Description
Securitisation Theory (ST) has advocates, and certainly also detractors. Since the 90s, ST has made significant inroads into political science and IR, as well as animated sociological debates. Some may even suggest ST has advanced a whole rethinking of security and opened it to prolific theoretical and empirical inquiry. For all its merits, however, ST has been the object of strong criticism. In its early formulation, contradictions created a persistent obstacle for academic consensus. More importantly, critics have often exposed the normative compulsions within ST, highlighting ontological, epistemological, and teleological biases that put its analytical soundness into question.

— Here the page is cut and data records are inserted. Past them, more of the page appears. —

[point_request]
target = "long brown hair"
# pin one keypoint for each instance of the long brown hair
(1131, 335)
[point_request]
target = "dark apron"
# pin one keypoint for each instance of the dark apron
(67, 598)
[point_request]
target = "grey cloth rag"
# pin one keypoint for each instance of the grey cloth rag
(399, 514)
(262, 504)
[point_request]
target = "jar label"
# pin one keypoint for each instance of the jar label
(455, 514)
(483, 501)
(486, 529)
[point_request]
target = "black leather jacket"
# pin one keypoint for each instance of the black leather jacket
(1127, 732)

In an effort to reignite interest in ST and demonstrate its analytical applicability beyond ‘usual settings’ (i.e., Western liberal democracies), this paper puts forward a framework that I capture in the concept of ‘ordering assemblages’. Drawing from ST, Pierre Bourdieu’s work, Spatial Theory, and de-colonial thinking, ordering assemblages offer a framework with the potential for: 1) breaking away from Western/Euro-centric biases; 2) blurring the disciplinary/theoretical division between security and politics; 3) demonstrating the benefits of relational and processual thinking; and 4) making the case for a redefinition of ST’s teleology through the centring of questions around order and space.
The analytical framework can offer new empirical insights into how securitisation operates, its spatial effects around power, order and identity, and the relationship between the spatial and the temporal in the constitution of (socio-political) orders underpinned by threat.